Cancer spreads in cunning, almost militaristic ways throughout the body. For instance, it has the ability to alter our genetic makeup, take control of particular cell-to-cell signaling processes, alter important enzymes to encourage tumor growth, thwart treatments, and hasten the spread of tumors from the initial site to the bloodstream or other organs.
Scientists who study cancer have been very interested in enzyme mutations. The Liu and Tan labs at UNC’s Lineberger Comprehensive Cancer Center have been researching substrate mutations of enzyme recognition motifs, which may more accurately reflect enzyme function and have the potential to identify fresh cancer treatment targets or directions.
We believe that by controlling specific subsets of substrates, it may be possible to increase the effectiveness of targeted therapies, particularly for enzymes that perform both oncogenic and tumor suppressive functions.
Jianfeng Chen, PhD, is a first author and postdoctoral fellow at the UNC Department of Biochemistry and Biophysics’ Liu lab.
On June 29, 2023, their findings were released in the Journal of Experimental Medicine.

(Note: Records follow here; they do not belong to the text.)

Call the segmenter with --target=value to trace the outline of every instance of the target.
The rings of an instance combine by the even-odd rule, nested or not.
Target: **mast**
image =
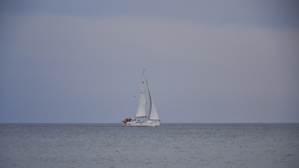
[[[143,70],[143,73],[142,74],[142,80],[141,84],[141,87],[140,88],[140,94],[139,96],[139,102],[138,104],[138,107],[136,112],[136,115],[135,117],[136,118],[146,118],[146,100],[145,96],[145,70]]]

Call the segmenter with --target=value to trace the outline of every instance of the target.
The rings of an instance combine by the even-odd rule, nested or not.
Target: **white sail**
[[[146,79],[145,79],[146,80]],[[154,104],[154,101],[152,100],[152,98],[150,94],[150,88],[149,87],[149,85],[147,83],[147,89],[149,90],[149,94],[150,95],[150,113],[149,114],[149,119],[153,120],[159,120],[159,117],[158,116],[158,114],[157,113],[157,110],[156,110],[156,107],[155,106],[155,104]]]
[[[136,115],[135,116],[135,117],[136,118],[147,117],[145,78],[144,71],[143,71],[143,74],[142,75],[142,83],[141,84],[140,94],[139,96],[139,103],[138,104],[137,112],[136,112]]]

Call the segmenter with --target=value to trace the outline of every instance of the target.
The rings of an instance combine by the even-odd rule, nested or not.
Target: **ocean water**
[[[299,167],[299,124],[122,125],[0,124],[0,167]]]

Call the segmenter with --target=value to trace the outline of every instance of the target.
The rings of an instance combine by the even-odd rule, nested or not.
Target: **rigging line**
[[[136,91],[135,91],[135,94],[134,95],[134,97],[133,98],[133,99],[132,100],[132,104],[131,104],[131,107],[130,108],[130,109],[129,110],[129,111],[127,113],[126,117],[127,118],[128,117],[129,115],[130,115],[131,114],[129,113],[130,113],[130,112],[132,112],[132,109],[133,108],[133,105],[134,105],[134,102],[136,101],[136,100],[135,100],[136,99],[136,96],[138,96],[138,95],[137,95],[137,93],[139,93],[138,92],[138,90],[140,89],[140,88],[141,87],[141,81],[142,80],[142,75],[143,75],[143,71],[142,71],[142,73],[141,74],[141,76],[140,77],[140,78],[139,79],[139,82],[138,82],[138,86],[137,86],[137,88],[136,89]],[[138,99],[139,98],[139,97],[138,97],[137,98],[138,98]],[[137,106],[136,106],[136,109],[135,109],[135,111],[137,111],[137,109],[138,108],[138,106],[137,105]],[[134,118],[135,118],[135,115],[134,115]]]

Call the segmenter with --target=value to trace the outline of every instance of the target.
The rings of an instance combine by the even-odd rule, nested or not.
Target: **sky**
[[[0,1],[0,123],[298,123],[298,1]]]

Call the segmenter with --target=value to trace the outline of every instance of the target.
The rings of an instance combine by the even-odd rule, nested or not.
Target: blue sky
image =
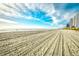
[[[0,4],[0,22],[26,28],[63,28],[79,11],[78,3]]]

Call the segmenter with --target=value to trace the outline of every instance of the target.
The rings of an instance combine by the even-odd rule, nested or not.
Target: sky
[[[0,29],[59,29],[65,27],[78,11],[78,3],[2,3]]]

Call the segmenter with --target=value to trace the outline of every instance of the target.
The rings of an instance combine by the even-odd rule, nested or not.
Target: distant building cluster
[[[70,23],[67,24],[67,27],[76,27],[79,28],[79,13],[77,13],[73,18],[70,19]]]

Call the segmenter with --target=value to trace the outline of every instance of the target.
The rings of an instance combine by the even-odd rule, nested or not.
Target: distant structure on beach
[[[76,27],[76,28],[79,28],[79,13],[77,13],[74,17],[72,17],[70,19],[70,23],[67,24],[66,27]]]

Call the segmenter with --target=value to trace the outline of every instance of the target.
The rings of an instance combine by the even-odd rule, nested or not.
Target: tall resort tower
[[[70,19],[70,27],[79,27],[79,13]]]

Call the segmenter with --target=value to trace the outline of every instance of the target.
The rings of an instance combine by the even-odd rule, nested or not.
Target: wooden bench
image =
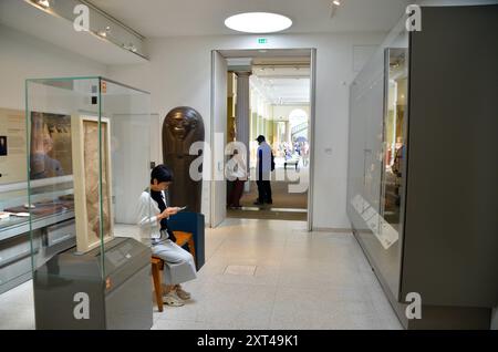
[[[188,245],[188,251],[196,259],[196,247],[194,244],[194,236],[190,232],[173,231],[176,237],[176,242],[179,247]],[[160,280],[160,270],[164,270],[164,260],[159,257],[152,256],[152,277],[154,282],[154,292],[156,294],[157,309],[163,311],[163,283]]]

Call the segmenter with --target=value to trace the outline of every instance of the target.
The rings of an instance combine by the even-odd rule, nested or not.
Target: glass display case
[[[351,85],[347,216],[405,328],[489,329],[498,7],[421,11],[423,30],[401,19]],[[406,313],[414,296],[421,319]]]
[[[351,86],[347,213],[397,299],[402,269],[408,32],[404,22]]]
[[[28,194],[9,210],[30,216],[37,328],[146,328],[151,250],[136,211],[149,185],[149,94],[70,77],[28,80],[25,97]],[[39,229],[45,248],[70,238],[75,246],[37,256]],[[92,319],[73,317],[82,292],[97,310]],[[124,327],[132,297],[135,324]],[[59,317],[50,314],[55,307]]]

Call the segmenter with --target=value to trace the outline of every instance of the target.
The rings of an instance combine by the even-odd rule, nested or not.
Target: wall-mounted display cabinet
[[[351,85],[347,215],[408,329],[489,329],[498,304],[496,33],[497,6],[423,7]]]

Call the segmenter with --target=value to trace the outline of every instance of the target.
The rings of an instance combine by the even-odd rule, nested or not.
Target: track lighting
[[[49,0],[31,0],[34,4],[38,4],[39,7],[43,9],[50,8],[50,1]]]

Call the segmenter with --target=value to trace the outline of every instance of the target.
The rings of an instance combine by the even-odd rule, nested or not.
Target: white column
[[[236,72],[237,74],[237,142],[241,142],[247,147],[246,162],[249,166],[249,133],[250,133],[250,87],[249,76],[251,72]]]

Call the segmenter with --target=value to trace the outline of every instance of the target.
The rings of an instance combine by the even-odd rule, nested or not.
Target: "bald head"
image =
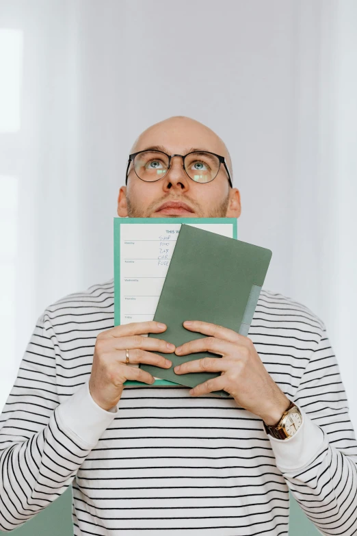
[[[158,140],[161,145],[168,149],[180,144],[185,148],[185,152],[181,154],[189,153],[192,147],[199,145],[201,149],[222,155],[226,159],[233,179],[232,160],[226,144],[215,132],[196,119],[185,116],[174,116],[159,121],[142,132],[134,142],[130,152],[136,153],[151,145],[157,145]]]
[[[232,175],[232,162],[226,145],[205,125],[189,117],[176,116],[153,125],[142,132],[131,153],[162,151],[168,155],[187,155],[207,151],[225,158]],[[150,164],[150,162],[148,165]],[[160,159],[153,161],[159,166]],[[168,170],[156,180],[139,177],[129,161],[126,185],[118,197],[118,215],[129,218],[238,218],[239,191],[231,188],[227,169],[221,166],[214,180],[200,182],[191,179],[182,159],[174,157]]]

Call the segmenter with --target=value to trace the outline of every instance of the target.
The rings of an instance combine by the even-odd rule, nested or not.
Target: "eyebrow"
[[[163,145],[151,145],[150,147],[146,147],[146,149],[142,149],[142,151],[161,151],[162,153],[166,153],[166,154],[168,155],[169,151],[166,147],[164,147]],[[191,149],[185,149],[185,154],[188,154],[189,153],[193,153],[195,151],[209,151],[209,153],[211,153],[212,151],[209,151],[207,149],[198,149],[197,147],[191,147]]]

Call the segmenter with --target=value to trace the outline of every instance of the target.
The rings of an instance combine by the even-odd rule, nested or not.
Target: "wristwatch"
[[[277,439],[287,439],[292,437],[302,424],[302,415],[298,406],[291,402],[277,424],[268,426],[264,421],[263,424],[265,432],[273,437]]]

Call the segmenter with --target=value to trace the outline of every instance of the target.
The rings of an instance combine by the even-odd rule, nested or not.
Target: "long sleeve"
[[[302,411],[303,425],[289,439],[269,436],[277,466],[322,534],[356,534],[357,443],[324,326],[293,401]]]
[[[0,416],[0,530],[33,517],[70,485],[118,409],[105,411],[88,382],[60,403],[55,335],[38,318]]]

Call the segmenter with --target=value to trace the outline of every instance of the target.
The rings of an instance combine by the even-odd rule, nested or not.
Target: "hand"
[[[222,372],[191,389],[189,394],[197,396],[224,390],[268,426],[278,422],[290,400],[267,372],[250,339],[207,322],[187,321],[183,327],[209,336],[178,346],[176,355],[207,351],[222,356],[204,357],[174,367],[176,374]]]
[[[144,333],[159,333],[166,329],[157,322],[138,322],[116,326],[102,331],[96,337],[89,387],[98,405],[108,411],[118,403],[126,380],[153,383],[154,377],[146,370],[126,364],[126,348],[129,363],[146,363],[170,368],[172,362],[152,352],[172,353],[175,346],[161,339],[142,337]],[[150,351],[147,351],[150,350]]]

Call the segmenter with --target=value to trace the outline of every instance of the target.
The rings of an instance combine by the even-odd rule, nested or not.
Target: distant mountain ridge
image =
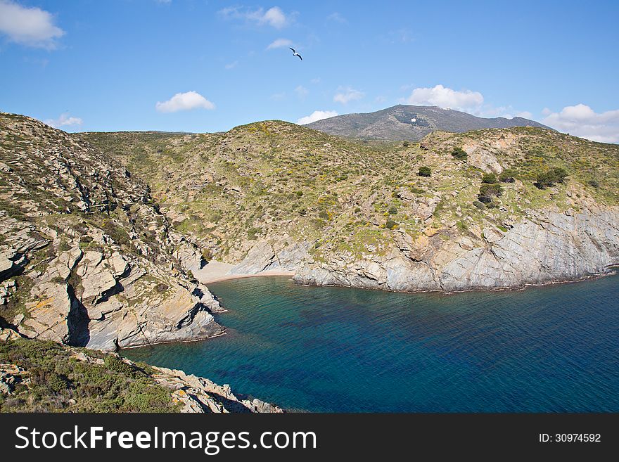
[[[437,130],[464,133],[488,128],[549,128],[523,117],[487,119],[437,106],[402,104],[374,113],[336,115],[313,122],[306,127],[346,138],[411,141],[420,140]]]

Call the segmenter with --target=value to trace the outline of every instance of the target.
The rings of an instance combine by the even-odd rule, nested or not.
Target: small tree
[[[483,183],[479,188],[479,195],[477,196],[479,201],[484,204],[490,204],[492,199],[503,193],[503,188],[500,184],[495,183],[490,184]]]
[[[546,172],[539,172],[537,174],[537,181],[535,182],[535,186],[540,189],[550,188],[557,183],[563,183],[567,177],[568,172],[566,172],[565,169],[560,167],[555,167]]]
[[[466,151],[461,148],[454,148],[454,150],[452,151],[452,155],[458,160],[466,160],[466,158],[468,157]]]
[[[513,169],[506,169],[499,175],[499,181],[503,183],[513,183],[516,179],[516,172]]]
[[[432,174],[432,170],[430,169],[429,167],[419,167],[419,172],[417,174],[420,177],[429,177]]]
[[[483,177],[481,177],[481,182],[494,184],[497,182],[497,175],[494,173],[485,173]]]

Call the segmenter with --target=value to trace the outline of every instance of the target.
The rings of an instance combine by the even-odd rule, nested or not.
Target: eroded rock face
[[[200,249],[170,231],[148,187],[68,134],[22,116],[0,122],[18,140],[0,147],[7,324],[106,350],[223,332],[218,302],[189,274]]]
[[[502,231],[442,240],[402,237],[371,261],[308,264],[300,283],[391,290],[466,290],[571,281],[619,264],[619,207],[589,203],[578,212],[530,212]],[[534,221],[535,220],[535,221]]]
[[[182,412],[189,413],[281,413],[283,410],[257,398],[237,396],[230,385],[219,385],[214,382],[186,374],[182,371],[155,367],[159,373],[155,380],[172,389],[172,398],[183,405]]]

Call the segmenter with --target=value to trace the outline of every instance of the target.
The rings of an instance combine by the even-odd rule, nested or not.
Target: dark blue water
[[[209,287],[228,334],[136,360],[314,411],[619,411],[619,276],[511,292]]]

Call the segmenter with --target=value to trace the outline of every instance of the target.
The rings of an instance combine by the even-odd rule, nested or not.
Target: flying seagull
[[[288,48],[290,48],[290,46],[288,46]],[[301,58],[301,55],[297,53],[297,51],[295,49],[291,48],[291,49],[293,51],[293,56],[298,56],[300,60],[302,61],[303,60],[303,58]]]

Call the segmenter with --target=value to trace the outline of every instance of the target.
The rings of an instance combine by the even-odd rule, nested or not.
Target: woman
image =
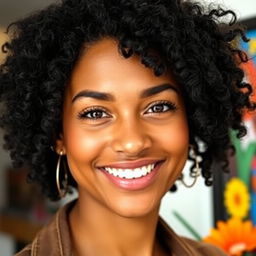
[[[5,147],[49,198],[79,194],[17,255],[224,255],[158,210],[187,158],[209,185],[230,129],[246,132],[255,104],[235,20],[179,0],[63,0],[9,27]]]

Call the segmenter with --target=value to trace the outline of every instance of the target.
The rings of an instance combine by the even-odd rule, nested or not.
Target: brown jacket
[[[34,241],[15,256],[72,256],[67,221],[70,205],[61,208],[53,220],[38,233]],[[157,233],[172,251],[170,256],[226,255],[212,245],[179,237],[162,219],[159,220]]]

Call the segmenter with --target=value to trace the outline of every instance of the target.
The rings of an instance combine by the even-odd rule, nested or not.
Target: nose
[[[139,121],[124,120],[113,133],[113,150],[126,157],[138,157],[152,145],[150,135]]]

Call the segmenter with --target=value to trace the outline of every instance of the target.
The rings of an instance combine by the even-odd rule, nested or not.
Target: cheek
[[[102,146],[102,136],[88,132],[81,124],[69,121],[64,126],[64,143],[69,157],[76,162],[92,161]]]
[[[186,154],[189,144],[189,130],[185,118],[176,120],[158,134],[158,140],[163,148],[173,154]]]

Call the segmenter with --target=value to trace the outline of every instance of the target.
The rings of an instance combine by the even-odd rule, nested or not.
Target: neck
[[[75,255],[163,255],[155,237],[158,210],[128,218],[80,196],[70,213]]]

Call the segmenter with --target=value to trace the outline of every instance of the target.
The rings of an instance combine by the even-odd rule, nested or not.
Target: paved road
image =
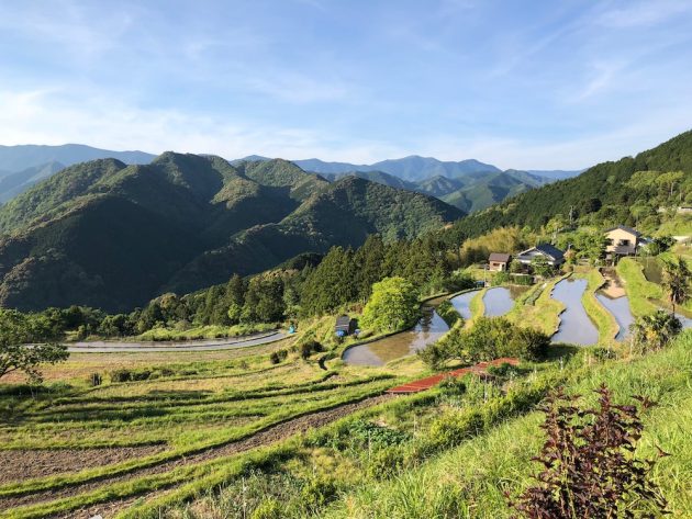
[[[93,341],[74,342],[68,345],[67,351],[70,353],[138,353],[159,351],[217,351],[234,350],[237,348],[248,348],[250,346],[267,345],[281,340],[287,335],[283,331],[271,331],[269,334],[235,337],[228,339],[210,340],[187,340],[166,342],[118,342],[118,341]]]

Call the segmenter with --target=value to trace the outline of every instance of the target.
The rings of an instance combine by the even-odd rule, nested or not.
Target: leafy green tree
[[[413,325],[420,314],[413,284],[403,278],[386,278],[372,285],[361,325],[376,331],[393,331]]]
[[[638,317],[630,327],[632,343],[639,351],[660,350],[682,329],[673,314],[657,311]]]
[[[547,258],[543,255],[536,256],[531,260],[531,268],[534,273],[543,275],[544,278],[548,278],[553,274],[553,267],[550,267]]]
[[[466,363],[500,357],[539,360],[550,346],[550,337],[533,328],[520,328],[504,317],[479,317],[471,329],[455,326],[422,353],[424,362],[440,369],[450,360]]]
[[[306,315],[330,313],[353,302],[357,295],[356,266],[353,251],[332,247],[322,262],[313,270],[301,293],[301,307]]]
[[[524,272],[524,263],[522,263],[517,259],[513,259],[510,263],[510,272],[513,274],[521,274],[522,272]]]
[[[242,318],[250,323],[283,319],[283,283],[278,275],[257,275],[249,281]]]
[[[41,382],[41,364],[55,364],[69,357],[51,320],[40,314],[0,311],[0,379],[21,371]]]
[[[676,312],[676,305],[682,305],[690,298],[690,280],[692,273],[688,262],[682,257],[678,257],[677,261],[663,262],[663,280],[662,285],[668,292],[668,300]]]
[[[577,258],[588,259],[591,264],[598,264],[605,257],[607,239],[601,233],[574,233],[572,246]]]
[[[355,283],[358,298],[364,302],[370,296],[372,285],[384,278],[384,250],[380,235],[370,235],[354,255],[354,262],[357,266]]]

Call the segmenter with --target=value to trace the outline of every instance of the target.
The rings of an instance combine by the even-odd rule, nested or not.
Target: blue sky
[[[0,144],[581,168],[692,127],[692,1],[0,2]]]

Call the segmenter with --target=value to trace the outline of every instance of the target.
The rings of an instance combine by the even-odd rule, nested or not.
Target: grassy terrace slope
[[[209,357],[75,354],[48,370],[52,391],[32,397],[3,386],[0,462],[16,470],[0,475],[0,517],[97,510],[180,484],[220,458],[338,418],[348,413],[342,406],[356,409],[397,381],[383,370],[324,371],[294,354],[271,364],[268,353],[286,346]],[[85,364],[154,376],[87,387]]]
[[[534,373],[534,369],[536,373]],[[359,410],[304,438],[210,467],[200,481],[136,505],[122,518],[507,518],[504,492],[516,494],[537,471],[543,417],[534,406],[550,387],[593,403],[606,383],[616,402],[633,394],[658,406],[644,416],[640,455],[656,445],[655,479],[672,517],[690,517],[692,494],[692,332],[668,350],[598,361],[582,349],[560,370],[525,365],[498,386],[434,388]],[[244,469],[243,469],[244,463]]]
[[[0,305],[131,311],[302,252],[413,238],[464,215],[364,179],[330,183],[286,160],[166,153],[64,169],[0,206]]]
[[[656,445],[672,454],[658,461],[655,478],[672,517],[680,518],[692,516],[692,489],[685,483],[692,479],[691,370],[692,334],[687,332],[669,351],[595,365],[567,384],[590,402],[594,400],[591,391],[605,382],[618,402],[640,394],[659,403],[645,417],[640,454],[655,458]],[[540,421],[537,413],[507,420],[392,481],[359,485],[323,517],[510,517],[503,492],[514,494],[532,484],[529,475],[537,466],[529,460],[543,441]]]

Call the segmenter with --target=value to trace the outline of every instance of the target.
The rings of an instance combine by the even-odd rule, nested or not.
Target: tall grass
[[[659,404],[644,416],[645,433],[638,454],[656,458],[656,445],[671,453],[657,461],[654,477],[672,517],[692,517],[692,332],[669,350],[594,366],[587,376],[568,384],[568,391],[595,402],[593,390],[605,383],[614,399],[630,403],[632,395]],[[542,443],[539,413],[515,418],[489,433],[464,442],[420,469],[386,482],[368,482],[343,496],[322,517],[506,518],[504,493],[516,495],[538,466],[531,459]]]

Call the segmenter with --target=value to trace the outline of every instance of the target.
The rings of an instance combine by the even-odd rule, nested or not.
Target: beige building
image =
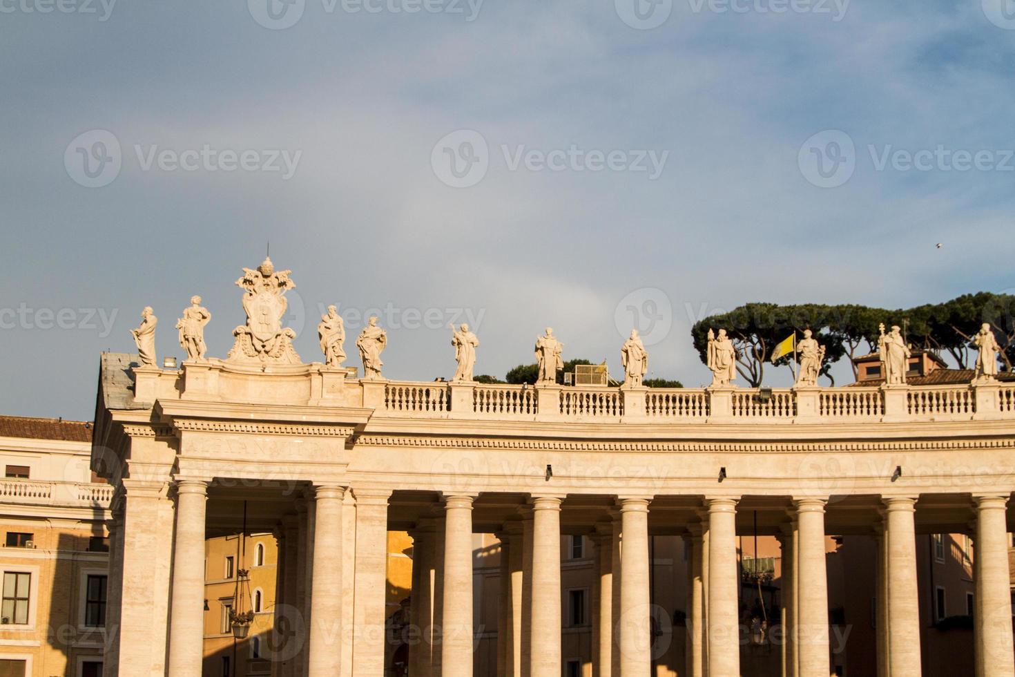
[[[842,636],[864,568],[872,632],[857,651],[874,657],[868,674],[915,677],[940,651],[922,618],[918,536],[932,534],[975,549],[972,652],[953,674],[1015,675],[1015,386],[906,385],[897,332],[885,386],[732,386],[722,331],[705,389],[642,388],[631,374],[621,388],[558,386],[550,331],[535,387],[398,382],[382,376],[375,322],[356,340],[366,378],[355,380],[331,314],[319,328],[328,363],[295,353],[281,325],[289,271],[265,261],[236,284],[248,321],[225,359],[204,354],[195,325],[182,367],[159,366],[151,313],[138,355],[103,355],[92,467],[116,490],[120,632],[107,661],[119,674],[202,674],[207,539],[245,523],[278,534],[263,646],[283,677],[402,665],[413,677],[750,674],[743,537],[755,535],[779,543],[777,588],[749,582],[772,607],[772,646],[757,651],[777,651],[779,674],[864,674]],[[472,354],[465,330],[456,337],[459,359]],[[635,344],[628,370],[645,365]],[[412,539],[400,560],[411,594],[395,614],[406,591],[389,583],[391,532]],[[869,550],[866,564],[829,565],[847,559],[847,539]],[[581,556],[565,557],[570,547]],[[751,554],[747,573],[767,576],[755,562],[765,553]]]
[[[113,487],[90,456],[90,423],[0,416],[2,677],[104,674]]]

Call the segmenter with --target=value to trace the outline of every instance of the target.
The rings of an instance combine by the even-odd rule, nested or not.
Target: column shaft
[[[706,499],[708,507],[708,675],[740,677],[737,589],[737,501]]]
[[[310,677],[342,668],[342,501],[340,486],[315,487],[314,564],[311,586]]]
[[[645,677],[652,671],[652,621],[649,594],[649,499],[620,501],[620,676]]]
[[[892,677],[920,677],[916,499],[885,498],[888,522],[888,646]]]
[[[472,677],[472,496],[445,501],[445,677]]]
[[[794,501],[799,525],[800,601],[797,619],[797,651],[802,677],[830,673],[828,657],[828,574],[825,563],[825,500],[802,498]]]
[[[560,498],[533,501],[531,677],[560,677]]]
[[[1008,573],[1008,496],[977,496],[975,500],[975,557],[979,560],[975,595],[980,600],[974,618],[976,653],[983,657],[984,677],[1012,677],[1015,658]]]
[[[176,550],[170,617],[170,674],[173,677],[201,677],[207,488],[206,482],[177,482]]]

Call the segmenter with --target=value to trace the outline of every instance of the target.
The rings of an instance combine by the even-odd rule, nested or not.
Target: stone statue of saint
[[[1001,346],[998,345],[990,324],[984,323],[972,337],[972,344],[979,351],[976,356],[976,381],[994,381],[998,376],[998,353]]]
[[[363,361],[364,379],[375,380],[381,378],[381,367],[384,366],[384,362],[381,361],[381,351],[387,345],[387,332],[378,327],[377,317],[370,318],[369,324],[363,327],[359,338],[356,339],[356,347],[359,348],[359,359]]]
[[[800,374],[797,375],[798,386],[817,386],[821,375],[821,362],[824,361],[825,347],[818,345],[814,332],[804,330],[804,340],[797,344],[800,354]]]
[[[469,325],[462,325],[461,331],[455,331],[455,325],[451,325],[451,331],[453,332],[451,344],[455,346],[455,359],[458,360],[458,368],[455,369],[455,378],[452,381],[472,381],[479,339],[469,331]]]
[[[725,329],[719,330],[718,337],[708,330],[707,364],[712,369],[713,387],[729,386],[737,378],[737,349]]]
[[[905,384],[905,373],[909,366],[909,346],[902,338],[902,330],[898,326],[893,326],[891,332],[884,333],[884,325],[881,325],[881,335],[878,337],[878,353],[881,363],[884,364],[885,384],[889,386],[901,386]]]
[[[321,352],[324,353],[325,364],[341,366],[345,360],[345,348],[342,347],[345,342],[345,324],[334,306],[329,306],[328,314],[321,316],[318,338],[321,339]]]
[[[236,338],[227,359],[236,362],[278,362],[299,364],[299,355],[292,347],[296,333],[282,327],[282,318],[288,308],[285,292],[296,284],[289,278],[291,270],[275,270],[271,259],[266,258],[257,268],[244,268],[244,276],[236,286],[246,293],[243,297],[247,324],[236,327]]]
[[[204,326],[211,320],[208,309],[201,307],[200,296],[191,296],[190,308],[177,321],[180,330],[180,347],[187,351],[187,359],[204,359],[208,346],[204,344]]]
[[[557,371],[564,367],[564,362],[560,358],[560,352],[564,344],[557,340],[550,327],[546,328],[546,334],[536,339],[536,361],[539,363],[539,378],[536,383],[555,384],[557,382]]]
[[[636,329],[631,330],[630,338],[620,348],[620,363],[624,367],[623,385],[627,388],[640,388],[645,375],[649,371],[649,353]]]
[[[150,306],[146,306],[141,311],[141,325],[137,329],[130,330],[130,335],[134,337],[137,344],[137,354],[141,359],[141,366],[156,366],[155,364],[155,325],[158,318]]]

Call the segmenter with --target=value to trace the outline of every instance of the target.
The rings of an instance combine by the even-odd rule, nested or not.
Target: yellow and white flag
[[[796,351],[797,351],[797,332],[793,332],[792,336],[787,337],[785,341],[776,345],[775,349],[771,351],[771,361],[774,362],[780,357],[793,354]]]

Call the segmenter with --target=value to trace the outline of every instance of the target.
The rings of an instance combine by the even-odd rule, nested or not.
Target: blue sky
[[[717,310],[1015,288],[1015,2],[357,2],[0,0],[0,412],[89,418],[146,304],[224,357],[267,241],[304,361],[380,309],[405,380],[452,320],[497,376],[636,322],[697,386]]]

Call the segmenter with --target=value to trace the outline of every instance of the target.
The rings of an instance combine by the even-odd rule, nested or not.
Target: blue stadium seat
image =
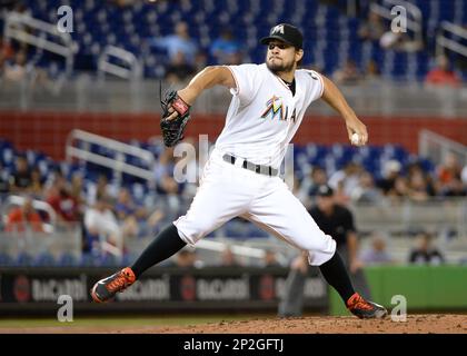
[[[50,253],[41,253],[39,254],[32,261],[33,266],[54,266],[56,265],[56,259],[52,256],[52,254]]]

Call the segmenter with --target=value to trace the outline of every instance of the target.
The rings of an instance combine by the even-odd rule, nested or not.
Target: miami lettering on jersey
[[[284,110],[284,107],[286,109]],[[292,115],[290,118],[288,117],[289,113],[289,107],[284,106],[282,99],[280,97],[272,96],[267,102],[266,102],[266,110],[262,112],[261,118],[266,119],[268,116],[270,116],[271,120],[274,120],[275,117],[278,118],[280,121],[287,121],[287,120],[296,120],[296,109],[294,109]]]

mutations in the AGC kinase motif
They discovered that the AGC kinase motif known as RxRxxS / T has the highest rate of mutation using the developed algorithm and data from The Cancer Genome Atlas ( TCGA ). The AGC family of 60 kinases shares the short, recurring pattern known as RxRxxS / T. These enzymes are essential for development, metastasis, proliferation, and drug resistance.
According to Pengda Liu, PhD, an associate professor of biochemistry and biophysics,” We discovered that cancer attempted to either evade or create mutations on these RxRxxS / T motifs to give itself more advantages for tumor growth and survival.”
a novel treatment for colorectal cancer
The Liu and Tan groups conducted a validation study on the mutations in the AGC kinase motif associated with colorectal cancer, the second most lethal cancer and the third most prevalent malignant tumor worldwide. Currently, colorectal cancer has a 5-year survival rate of 12%.
They found that colon cancer” hoards”” BUD13 mutations,” a protein-coding gene, to avoid the phosphorylation that AGC kinase performs. These BUD13 mutations are ultimately preferred by colon cancer because it also benefits from inactivating an E3 ligase known as Fbw7. ” Fbw7, a crucial tumor suppressor, increases tumor growth and therapy resistance when turned off.”
The research team discovered that the BUD13 tumor cells were more prone to the inhibition of the mTORC2 kinase in addition to their findings on Fbw7 inactivation, pointing to a novel, potentially targeted therapy for colon cancer patients who have this mutation.
Xianming Tan, PhD, a research associate professor in the Department of Biostatistics at the Gillings School of Public Health and the Lineberger Comprehensive Cancer Center, said,” It is exciting to tease out different types of somatic mutations, and we are glad to offer this publicly available resources to the cancer research community.”